The 1992 Bill Clinton election campaign war room had a sign that said, “It’s the economy, stupid.” That was intended as a constant reminder to campaign staff that they were to focus on U.S. economic performance almost exclusively in their efforts.
This reminder was refined slightly in the mantra “Medicare, Medicaid, education and the environment” that Clinton repeated incessantly in his stump speech. Clinton had come from nowhere to become the Democratic nominee and challenge George H.W. Bush, who was running for reelection.
Bush oversaw the fall of the Berlin Wall (1989) and the collapse of the Soviet Union (1991) during his first term. He was also the victor in the first Gulf War (1991) to repel Iraq’s invasion of Kuwait. Bush’s approval ratings in 1991 were over 90%. He looked unbeatable for reelection in 1992, which is one reason so few Democrats jumped into the race.
Yet Bush had an Achilles’ heel, which was the economy. The U.S. had a fairly mild recession from July 1990–March 1991. The recovery was weak and most Americans believed we were still in recession in 1992 even though the recession was technically over by then. Jobs are a lagging indicator and many workers who were laid off in 1991 still had not returned to work by 1992.
Clinton’s strategist, James Carville, understood that jobs were more important than foreign policy triumphs. He urged Clinton to run on the economy, and Clinton won.

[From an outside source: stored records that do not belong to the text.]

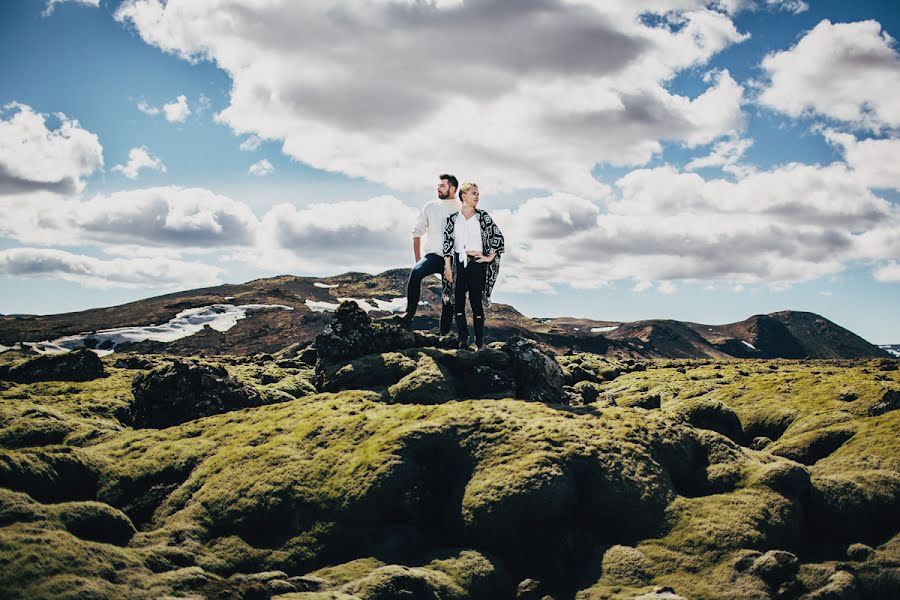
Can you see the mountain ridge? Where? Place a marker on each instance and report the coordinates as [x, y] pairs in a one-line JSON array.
[[783, 334]]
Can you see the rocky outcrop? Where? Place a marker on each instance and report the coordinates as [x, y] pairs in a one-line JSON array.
[[412, 367], [78, 365], [182, 391]]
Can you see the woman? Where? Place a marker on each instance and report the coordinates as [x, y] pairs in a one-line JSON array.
[[472, 247]]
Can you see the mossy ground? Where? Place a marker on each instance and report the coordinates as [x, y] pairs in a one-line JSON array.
[[459, 498]]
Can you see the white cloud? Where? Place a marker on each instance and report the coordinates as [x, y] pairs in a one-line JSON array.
[[791, 224], [178, 111], [140, 158], [174, 112], [261, 168], [845, 71], [352, 87], [369, 235], [34, 157], [97, 273], [877, 161], [251, 144], [725, 155], [147, 109], [889, 273], [51, 5], [175, 218]]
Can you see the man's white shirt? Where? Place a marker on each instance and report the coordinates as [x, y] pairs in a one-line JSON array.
[[430, 224]]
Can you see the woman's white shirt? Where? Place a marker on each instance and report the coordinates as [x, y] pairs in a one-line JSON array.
[[467, 236]]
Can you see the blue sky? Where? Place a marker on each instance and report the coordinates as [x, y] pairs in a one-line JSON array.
[[707, 162]]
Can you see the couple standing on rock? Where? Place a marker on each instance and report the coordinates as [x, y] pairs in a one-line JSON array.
[[464, 244]]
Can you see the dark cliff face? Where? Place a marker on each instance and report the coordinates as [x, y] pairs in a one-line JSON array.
[[785, 334]]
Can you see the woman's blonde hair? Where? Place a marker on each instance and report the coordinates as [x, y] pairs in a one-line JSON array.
[[464, 188]]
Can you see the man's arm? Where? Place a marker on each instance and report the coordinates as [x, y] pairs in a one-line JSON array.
[[419, 230]]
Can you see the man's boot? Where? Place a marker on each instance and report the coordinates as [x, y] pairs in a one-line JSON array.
[[478, 322]]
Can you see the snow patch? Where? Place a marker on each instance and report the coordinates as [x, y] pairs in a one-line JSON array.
[[604, 329], [220, 317]]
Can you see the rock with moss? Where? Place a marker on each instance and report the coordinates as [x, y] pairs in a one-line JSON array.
[[625, 566], [96, 521], [50, 474], [889, 400], [182, 391], [77, 365], [713, 415], [537, 374], [428, 383]]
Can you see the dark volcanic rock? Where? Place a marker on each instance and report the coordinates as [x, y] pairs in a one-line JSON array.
[[183, 391], [537, 375], [352, 334], [78, 365], [889, 401]]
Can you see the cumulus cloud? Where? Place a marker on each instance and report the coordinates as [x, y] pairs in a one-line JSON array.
[[51, 5], [791, 224], [251, 144], [877, 161], [98, 273], [170, 217], [34, 157], [726, 155], [261, 168], [140, 158], [369, 235], [846, 71], [174, 112], [178, 111], [353, 87]]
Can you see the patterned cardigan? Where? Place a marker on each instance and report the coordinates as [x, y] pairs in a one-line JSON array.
[[491, 241]]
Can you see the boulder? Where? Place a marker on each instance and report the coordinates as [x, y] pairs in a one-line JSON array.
[[775, 567], [529, 589], [859, 552], [712, 415], [49, 474], [78, 365], [352, 334], [182, 391], [538, 376], [890, 400], [626, 566], [134, 362], [643, 400], [96, 522]]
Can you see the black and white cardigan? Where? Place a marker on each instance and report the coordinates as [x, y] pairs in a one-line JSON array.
[[491, 241]]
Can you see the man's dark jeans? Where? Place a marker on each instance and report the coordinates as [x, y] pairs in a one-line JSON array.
[[429, 265]]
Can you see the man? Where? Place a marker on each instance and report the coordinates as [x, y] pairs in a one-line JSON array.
[[430, 222]]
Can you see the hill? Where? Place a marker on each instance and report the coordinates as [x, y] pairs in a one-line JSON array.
[[279, 313]]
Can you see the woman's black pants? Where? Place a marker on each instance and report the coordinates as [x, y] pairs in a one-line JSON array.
[[470, 279]]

In fact, presidents running for a second term almost always win reelection unless there is a recession late in the first term. That’s what cost Bush and Jimmy Carter their reelections. Otherwise, it’s smooth sailing for second term victories.
The good news for Trump is that he fits the mold of presidents heading for reelection. According to this article, a new projection by Moody’s shows Trump winning as many as 351 electoral votes (only 270 electoral votes are needed to be president). Moody’s analysis is based on state-by-state economic conditions and historical voting patterns, not polls.
Trump should win all of the swing states (Pennsylvania, Ohio, Florida, Michigan, Wisconsin) and pick up new states won by Hillary Clinton in 2016 (Minnesota, New Hampshire, Virginia).
It looks like a victory of historic proportions for Trump — as long as he avoids a recession.